Originally, we wanted to use 16-bit of CRC32 for checksum, but after the
discussion with Daan Sprenkels we were suggested to change this for
cryptographically strong function. The argument was that CRC32 contains
less entropy and mixing high-entropy data (secret) with low-entropy data
(checksum) is not a good idea.

This entropy argument seems confused. Ignoring constant factors, the entropy of a checksum is the sum over all possible checksums, i, of -n_i*log(n_i), where n_i is the number of times the ith checksum occurs over the space of all possible data being checksummed. In this application the checksum is being applied to a fixed m-bit blob of uniformly random data.

The entropy is maximized when every possible checksum occurs equally as frequently, that is we achieve maximum entropy when all the n_i values are equal to each other. Any error correcting code worth it's salt will try to achieve this property because the designers want every checksum value to have as much error correcting power as every other checksum value. I'm almost certain that the algebraic properties of your typical error correcting codes allow you to prove that maximum entropy is perfectly achieved whenever the data-blob size is at least as large as the checksum size.

Meanwhile the truncated value of a cryptographic hash function is expected to be slightly under the maximum entropy value, under the assumption that the hash function it behaves like a random function.

The main properties of a "strong cryptographic hash function" is that it is infeasible to find collisions and preimages. However these properties are lost when you truncate the hash down to 16-bits. At this point is it entirely feasible to find collisions and preimages.

So using a truncated cryptographic hash function doesn't provide you with more entropy (and, in fact, probably a sliver less entropy), and doesn't provide you with any of the befits of strong cryptographic hash function.

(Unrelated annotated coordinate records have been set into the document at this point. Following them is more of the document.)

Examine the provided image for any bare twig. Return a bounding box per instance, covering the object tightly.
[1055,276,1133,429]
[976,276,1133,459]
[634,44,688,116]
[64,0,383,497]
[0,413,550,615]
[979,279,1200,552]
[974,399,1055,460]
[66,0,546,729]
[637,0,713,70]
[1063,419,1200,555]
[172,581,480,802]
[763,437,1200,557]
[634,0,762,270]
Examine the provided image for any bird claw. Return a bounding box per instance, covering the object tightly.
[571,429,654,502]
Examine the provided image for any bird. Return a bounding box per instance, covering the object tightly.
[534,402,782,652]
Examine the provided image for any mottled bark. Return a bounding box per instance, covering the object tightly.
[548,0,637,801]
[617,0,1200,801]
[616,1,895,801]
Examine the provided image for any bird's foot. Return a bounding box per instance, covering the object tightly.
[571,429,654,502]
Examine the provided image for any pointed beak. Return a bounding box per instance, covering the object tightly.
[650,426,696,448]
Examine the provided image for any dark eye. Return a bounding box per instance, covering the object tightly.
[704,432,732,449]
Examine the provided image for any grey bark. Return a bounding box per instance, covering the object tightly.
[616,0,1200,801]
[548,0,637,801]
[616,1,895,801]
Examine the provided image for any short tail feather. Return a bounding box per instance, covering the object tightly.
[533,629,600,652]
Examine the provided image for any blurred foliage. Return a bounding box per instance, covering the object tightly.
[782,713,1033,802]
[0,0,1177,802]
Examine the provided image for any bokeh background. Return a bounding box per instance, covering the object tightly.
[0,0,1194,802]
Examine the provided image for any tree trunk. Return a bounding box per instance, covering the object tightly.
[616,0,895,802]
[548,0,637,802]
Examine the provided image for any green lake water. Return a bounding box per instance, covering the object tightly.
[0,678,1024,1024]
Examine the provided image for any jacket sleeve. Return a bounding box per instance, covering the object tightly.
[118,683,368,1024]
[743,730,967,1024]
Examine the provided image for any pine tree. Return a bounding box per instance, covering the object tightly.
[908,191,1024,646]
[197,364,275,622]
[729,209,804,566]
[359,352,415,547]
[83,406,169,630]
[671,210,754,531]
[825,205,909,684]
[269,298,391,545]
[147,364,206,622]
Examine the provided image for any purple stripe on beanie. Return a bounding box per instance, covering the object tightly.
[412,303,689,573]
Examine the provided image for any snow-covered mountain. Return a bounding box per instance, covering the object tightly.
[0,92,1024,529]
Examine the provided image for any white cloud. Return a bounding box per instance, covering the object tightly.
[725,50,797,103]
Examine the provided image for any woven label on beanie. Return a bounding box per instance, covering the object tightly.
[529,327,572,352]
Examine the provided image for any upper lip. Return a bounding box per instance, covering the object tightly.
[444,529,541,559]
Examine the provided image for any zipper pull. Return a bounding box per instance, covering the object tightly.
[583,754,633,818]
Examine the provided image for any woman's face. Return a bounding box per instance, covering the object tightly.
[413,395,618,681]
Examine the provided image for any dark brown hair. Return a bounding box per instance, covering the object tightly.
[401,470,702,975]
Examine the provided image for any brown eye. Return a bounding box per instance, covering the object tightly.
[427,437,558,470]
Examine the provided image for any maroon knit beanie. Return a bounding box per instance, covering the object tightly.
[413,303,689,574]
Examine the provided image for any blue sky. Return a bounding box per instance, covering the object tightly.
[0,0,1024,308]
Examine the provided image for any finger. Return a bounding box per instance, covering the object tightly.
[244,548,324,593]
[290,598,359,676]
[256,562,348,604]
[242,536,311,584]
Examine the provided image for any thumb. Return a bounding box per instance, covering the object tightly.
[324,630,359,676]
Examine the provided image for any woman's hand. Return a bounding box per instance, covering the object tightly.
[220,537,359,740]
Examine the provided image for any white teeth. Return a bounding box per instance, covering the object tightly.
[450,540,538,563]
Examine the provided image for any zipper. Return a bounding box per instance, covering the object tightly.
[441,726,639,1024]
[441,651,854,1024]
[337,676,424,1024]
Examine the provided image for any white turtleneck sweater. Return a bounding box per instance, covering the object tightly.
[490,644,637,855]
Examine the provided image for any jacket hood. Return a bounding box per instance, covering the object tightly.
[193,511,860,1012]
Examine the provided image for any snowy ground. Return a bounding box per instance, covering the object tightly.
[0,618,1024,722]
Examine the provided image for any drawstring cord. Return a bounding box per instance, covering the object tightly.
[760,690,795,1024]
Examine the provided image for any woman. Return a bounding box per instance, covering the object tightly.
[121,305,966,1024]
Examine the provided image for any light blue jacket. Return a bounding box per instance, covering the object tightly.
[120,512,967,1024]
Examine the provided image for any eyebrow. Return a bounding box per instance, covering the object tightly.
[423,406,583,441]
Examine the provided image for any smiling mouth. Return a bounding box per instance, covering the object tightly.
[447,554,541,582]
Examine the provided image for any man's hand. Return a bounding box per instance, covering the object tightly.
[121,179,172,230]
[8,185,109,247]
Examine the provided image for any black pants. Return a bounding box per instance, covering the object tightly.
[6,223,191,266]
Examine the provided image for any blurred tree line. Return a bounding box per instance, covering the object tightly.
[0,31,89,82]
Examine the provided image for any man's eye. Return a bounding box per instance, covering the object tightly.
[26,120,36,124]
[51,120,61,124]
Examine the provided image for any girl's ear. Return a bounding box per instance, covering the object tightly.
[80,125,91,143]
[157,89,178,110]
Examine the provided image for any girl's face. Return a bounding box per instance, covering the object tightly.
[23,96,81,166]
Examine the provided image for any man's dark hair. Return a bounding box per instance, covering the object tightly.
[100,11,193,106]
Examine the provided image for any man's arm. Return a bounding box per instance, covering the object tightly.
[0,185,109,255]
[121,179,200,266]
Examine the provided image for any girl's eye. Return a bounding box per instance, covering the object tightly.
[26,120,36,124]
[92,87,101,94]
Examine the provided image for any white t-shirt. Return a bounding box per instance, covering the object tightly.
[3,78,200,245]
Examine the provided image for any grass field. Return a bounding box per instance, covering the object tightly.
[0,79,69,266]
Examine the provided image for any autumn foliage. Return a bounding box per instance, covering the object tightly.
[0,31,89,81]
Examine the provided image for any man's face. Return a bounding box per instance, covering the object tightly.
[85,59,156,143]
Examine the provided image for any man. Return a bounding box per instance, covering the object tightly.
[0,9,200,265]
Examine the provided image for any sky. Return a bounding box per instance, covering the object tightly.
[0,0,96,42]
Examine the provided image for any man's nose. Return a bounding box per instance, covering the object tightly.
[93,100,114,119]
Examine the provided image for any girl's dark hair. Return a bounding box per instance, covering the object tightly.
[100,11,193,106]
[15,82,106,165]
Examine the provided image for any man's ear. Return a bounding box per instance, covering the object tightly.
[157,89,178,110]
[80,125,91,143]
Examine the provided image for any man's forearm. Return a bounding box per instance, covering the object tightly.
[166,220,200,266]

Also, there is an argument between a checksum and ECC. We discussed that
ECC might not be a good idea, because it helps the attacker to compute
missing information, while we only want to check for integrity. Also the
word mnemonic is itself a ECC, because if you see the word "acadornic"
it is probably the word "academic".

Every checksum is error correcting. Given an failed checksum, all you have to do is search around the space of edits to find the smallest set edits that yield a valid checksum. With a 2^16 bit checksum one will expect to find a nearby checksum within 2^16 trails, even when using a truncated hash function.

What an error-correcting codes gives you isn't the ability to correct errors, which we have seen is something that all short checksums provide, rather they provide *guarantees* about the ability to detect (and correct) certain common classes of errors. For example we can have an ECC that guarantees to find the error where are word is accidentally written down twice (see https://lists.linuxfoundation.org/pipermail/bitcoin-dev/2018-January/015506.html).

The advice you have been given will only result in losing any guarantees about detecting common classes or errors; it won't stop attackers from recovering missing information, and it won't provide a cryptographically strong function.